Let’s give him some time to breathe and learn.
Second, about the bigger picture. I believe we are in very challenging times globally. And I believe that our ability to act cooperatively to generate strong solutions to global challenges depends on our connectedness and so our ability to work together effectively. Unfortunately, when I look around the world I see a real decline in day to day civility and social trust at the time when we most need it.
And while our good neighbours to the south in the pre-election weeks are perhaps the most disturbing current example of that lack of civility, we are not immune to that disease. In recent Vancouver planning conversations that I have been a part of, the willingness to disparage people personally, to attribute communications about complex issues to conspiracy theories, and to assign thoughtful people trying to do their best into simplistic us versus them camps has shocked me.
And we are at an important time. The City is taking leadership in multiple major initiatives that are crucial to our future. The Greenest City 2020, The Arbutus Corridor and Northeast False Creek are only some that spring to mind. It would be untrue to say that in the past those sorts of plans would have proceeded without controversy – and nor should they have. But I put to you that responsible informed conversation has often been present in the major redevelopments that have shaped Vancouver today – to all our benefit. As an aside – many of the great past City of Vancouver chief planners that helped guide those past discussions are in the room today.
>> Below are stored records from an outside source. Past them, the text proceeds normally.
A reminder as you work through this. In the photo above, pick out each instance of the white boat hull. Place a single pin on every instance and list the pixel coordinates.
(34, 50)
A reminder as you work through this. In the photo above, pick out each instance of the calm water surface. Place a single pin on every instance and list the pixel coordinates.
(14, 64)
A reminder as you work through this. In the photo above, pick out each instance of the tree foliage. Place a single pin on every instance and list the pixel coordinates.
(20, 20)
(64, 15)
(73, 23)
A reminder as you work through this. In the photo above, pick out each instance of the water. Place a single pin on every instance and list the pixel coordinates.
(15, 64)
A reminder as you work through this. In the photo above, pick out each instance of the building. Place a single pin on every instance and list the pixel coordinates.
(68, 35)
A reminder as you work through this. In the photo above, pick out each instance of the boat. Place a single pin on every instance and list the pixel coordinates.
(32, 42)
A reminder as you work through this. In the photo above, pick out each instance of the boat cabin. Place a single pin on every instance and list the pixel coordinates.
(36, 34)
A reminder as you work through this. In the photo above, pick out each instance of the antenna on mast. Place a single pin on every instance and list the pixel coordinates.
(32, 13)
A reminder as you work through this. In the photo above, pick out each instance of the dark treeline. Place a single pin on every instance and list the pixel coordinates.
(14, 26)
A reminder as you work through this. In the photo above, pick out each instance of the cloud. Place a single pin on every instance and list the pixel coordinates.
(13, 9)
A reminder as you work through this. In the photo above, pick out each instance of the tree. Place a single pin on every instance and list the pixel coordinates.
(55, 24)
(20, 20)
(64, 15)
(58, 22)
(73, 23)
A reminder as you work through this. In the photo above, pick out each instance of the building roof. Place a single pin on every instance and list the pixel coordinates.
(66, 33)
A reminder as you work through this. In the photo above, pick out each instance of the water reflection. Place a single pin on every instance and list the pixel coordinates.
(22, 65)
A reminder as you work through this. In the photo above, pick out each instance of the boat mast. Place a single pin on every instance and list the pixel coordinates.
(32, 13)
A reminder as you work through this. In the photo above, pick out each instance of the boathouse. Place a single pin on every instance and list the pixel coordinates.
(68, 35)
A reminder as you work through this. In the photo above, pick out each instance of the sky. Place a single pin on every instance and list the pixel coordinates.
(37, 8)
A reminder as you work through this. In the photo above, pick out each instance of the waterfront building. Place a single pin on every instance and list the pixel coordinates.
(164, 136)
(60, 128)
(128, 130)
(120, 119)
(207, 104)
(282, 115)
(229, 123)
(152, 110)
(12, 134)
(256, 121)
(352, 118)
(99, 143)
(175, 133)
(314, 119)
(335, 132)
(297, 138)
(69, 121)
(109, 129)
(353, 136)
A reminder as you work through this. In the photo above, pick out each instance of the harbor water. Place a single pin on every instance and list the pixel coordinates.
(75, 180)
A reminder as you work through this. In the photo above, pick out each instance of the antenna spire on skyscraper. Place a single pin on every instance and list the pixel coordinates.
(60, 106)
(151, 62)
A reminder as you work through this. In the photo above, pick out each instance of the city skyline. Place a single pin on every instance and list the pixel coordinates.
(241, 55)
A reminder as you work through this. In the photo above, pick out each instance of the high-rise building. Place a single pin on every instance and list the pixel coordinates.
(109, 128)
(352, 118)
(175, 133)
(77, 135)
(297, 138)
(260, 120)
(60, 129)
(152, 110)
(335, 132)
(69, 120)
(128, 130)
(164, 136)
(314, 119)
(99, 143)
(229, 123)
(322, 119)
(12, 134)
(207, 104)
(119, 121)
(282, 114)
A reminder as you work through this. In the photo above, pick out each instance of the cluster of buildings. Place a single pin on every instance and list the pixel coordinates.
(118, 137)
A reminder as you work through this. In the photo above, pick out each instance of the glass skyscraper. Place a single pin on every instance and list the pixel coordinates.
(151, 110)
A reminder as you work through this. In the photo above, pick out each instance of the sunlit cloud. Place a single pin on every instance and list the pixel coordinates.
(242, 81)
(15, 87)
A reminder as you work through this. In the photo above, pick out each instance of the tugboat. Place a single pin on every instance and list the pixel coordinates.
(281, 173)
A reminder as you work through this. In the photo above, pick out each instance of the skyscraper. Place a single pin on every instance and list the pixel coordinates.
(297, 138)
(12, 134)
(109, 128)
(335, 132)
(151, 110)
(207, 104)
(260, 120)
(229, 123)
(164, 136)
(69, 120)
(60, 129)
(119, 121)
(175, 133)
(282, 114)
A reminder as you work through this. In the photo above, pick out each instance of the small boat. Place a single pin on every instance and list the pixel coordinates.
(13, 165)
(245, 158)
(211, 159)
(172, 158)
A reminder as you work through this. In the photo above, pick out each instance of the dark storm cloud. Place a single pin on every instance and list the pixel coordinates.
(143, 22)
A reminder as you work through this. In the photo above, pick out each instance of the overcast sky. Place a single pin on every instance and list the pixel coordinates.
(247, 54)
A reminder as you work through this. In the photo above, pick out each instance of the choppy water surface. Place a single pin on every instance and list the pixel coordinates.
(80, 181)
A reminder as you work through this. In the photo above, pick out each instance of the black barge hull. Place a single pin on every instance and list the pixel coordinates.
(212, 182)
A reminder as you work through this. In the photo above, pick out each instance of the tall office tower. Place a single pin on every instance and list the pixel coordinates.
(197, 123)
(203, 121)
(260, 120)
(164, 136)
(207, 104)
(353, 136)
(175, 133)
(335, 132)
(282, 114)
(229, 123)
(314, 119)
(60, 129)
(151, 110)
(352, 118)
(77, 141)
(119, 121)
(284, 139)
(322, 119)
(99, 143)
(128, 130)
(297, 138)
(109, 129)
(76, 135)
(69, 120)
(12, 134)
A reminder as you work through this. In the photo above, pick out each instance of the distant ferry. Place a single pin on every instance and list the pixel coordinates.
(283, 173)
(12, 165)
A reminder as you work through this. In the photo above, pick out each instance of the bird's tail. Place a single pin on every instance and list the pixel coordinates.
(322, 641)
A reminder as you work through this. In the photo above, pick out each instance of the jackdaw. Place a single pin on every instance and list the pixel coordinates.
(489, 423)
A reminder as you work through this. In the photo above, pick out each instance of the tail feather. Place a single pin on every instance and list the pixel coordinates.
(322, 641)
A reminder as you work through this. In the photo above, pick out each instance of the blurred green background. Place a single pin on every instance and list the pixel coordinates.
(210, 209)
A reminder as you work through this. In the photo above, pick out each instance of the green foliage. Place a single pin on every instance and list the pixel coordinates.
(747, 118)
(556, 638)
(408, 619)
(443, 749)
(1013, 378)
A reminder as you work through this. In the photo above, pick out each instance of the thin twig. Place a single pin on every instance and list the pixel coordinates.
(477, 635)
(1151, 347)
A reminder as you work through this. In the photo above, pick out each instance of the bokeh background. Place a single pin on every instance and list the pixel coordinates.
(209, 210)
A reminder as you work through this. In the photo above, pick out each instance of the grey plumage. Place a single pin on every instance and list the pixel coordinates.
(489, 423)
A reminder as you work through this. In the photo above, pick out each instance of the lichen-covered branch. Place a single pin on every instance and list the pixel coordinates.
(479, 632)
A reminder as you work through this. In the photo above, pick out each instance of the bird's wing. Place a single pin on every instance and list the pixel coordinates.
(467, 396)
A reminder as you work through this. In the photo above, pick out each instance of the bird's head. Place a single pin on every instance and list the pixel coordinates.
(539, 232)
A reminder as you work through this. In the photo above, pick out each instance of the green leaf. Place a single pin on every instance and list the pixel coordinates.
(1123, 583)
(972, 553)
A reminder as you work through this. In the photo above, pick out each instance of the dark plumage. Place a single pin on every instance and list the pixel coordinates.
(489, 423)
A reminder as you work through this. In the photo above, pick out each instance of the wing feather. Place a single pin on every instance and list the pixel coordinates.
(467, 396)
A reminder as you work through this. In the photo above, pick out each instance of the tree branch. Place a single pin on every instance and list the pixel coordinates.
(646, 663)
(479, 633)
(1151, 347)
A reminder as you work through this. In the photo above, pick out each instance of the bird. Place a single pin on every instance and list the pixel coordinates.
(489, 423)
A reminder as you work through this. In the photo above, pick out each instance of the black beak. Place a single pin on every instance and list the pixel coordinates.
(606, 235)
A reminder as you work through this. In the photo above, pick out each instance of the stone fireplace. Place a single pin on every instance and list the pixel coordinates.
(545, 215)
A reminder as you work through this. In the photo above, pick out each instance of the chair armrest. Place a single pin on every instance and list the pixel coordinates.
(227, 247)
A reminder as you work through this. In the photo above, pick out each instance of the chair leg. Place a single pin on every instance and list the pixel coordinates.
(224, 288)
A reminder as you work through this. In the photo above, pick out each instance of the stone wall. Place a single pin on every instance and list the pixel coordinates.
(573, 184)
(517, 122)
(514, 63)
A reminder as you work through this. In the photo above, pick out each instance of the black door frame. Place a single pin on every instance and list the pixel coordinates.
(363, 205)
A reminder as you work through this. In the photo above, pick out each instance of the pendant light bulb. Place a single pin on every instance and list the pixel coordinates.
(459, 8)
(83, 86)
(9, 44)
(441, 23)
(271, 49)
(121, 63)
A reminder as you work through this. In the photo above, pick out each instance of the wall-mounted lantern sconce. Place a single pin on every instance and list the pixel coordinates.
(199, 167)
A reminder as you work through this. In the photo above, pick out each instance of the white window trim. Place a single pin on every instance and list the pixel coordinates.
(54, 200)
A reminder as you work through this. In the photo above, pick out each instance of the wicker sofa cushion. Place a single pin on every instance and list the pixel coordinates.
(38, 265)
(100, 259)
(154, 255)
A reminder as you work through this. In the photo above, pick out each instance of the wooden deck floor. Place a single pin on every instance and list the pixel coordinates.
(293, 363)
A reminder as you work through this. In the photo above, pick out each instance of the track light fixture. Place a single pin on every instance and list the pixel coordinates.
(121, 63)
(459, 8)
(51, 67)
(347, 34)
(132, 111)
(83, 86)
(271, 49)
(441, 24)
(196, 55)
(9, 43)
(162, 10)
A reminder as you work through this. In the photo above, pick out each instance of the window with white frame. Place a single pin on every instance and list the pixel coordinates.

A stunted urban conversation has never served our city well, and will not do so in future. My fear is that Vancouver is heading towards a circumstance in city making where every project is viewed in terms of warring camps. This is a recipe for disintegrating civic relationships, wasted time, money and passion, and worseresults for everybody.
Gil is coming from a San Francisco context, where he knows well that the rigidity and aggression of the urban conversation inhibits good people from participating, and corrodes the quality of city life.
A small example from another place where hysteria reigns too frequently:
This is from Streetsblog New York City:
“ the city announced plans earlier this year to relinquish three parking garages it owns to make way for 280 units of new social housing, all of which would be reserved for people earning less than the average income in the area. …. Since the plans were announced, a group of residents organized under the banner “Save Manhattan Valley” to fight the development. This group’s street flyers read: “This Street Parking Space Will Disappear Soon If You Don’t Act” . “In addition to the toxic noise and air caused by construction, you can expect added pollution from idling cars, double parking, honking, stress and accidents.”
Apparently municipal garages are more needed than social housing in an area with three subway lines.
We are not so far from this level of toxic conversation here.
And we have all contributed to the current too often denuded state of the urban discussion in this city –
I can say with shame that I have worked to push projects through for clients that have had zero concern beyond profitability.
I have also seen citizens I know care profoundly about my neighbourhood personally disparage planners trying to do a hard job responsibly.
I have seen developers claim that minor changes to enhance a project will lead to bankruptcy.
I have seen planners focus on the minutae of regulation at the expense of helping to get great things built.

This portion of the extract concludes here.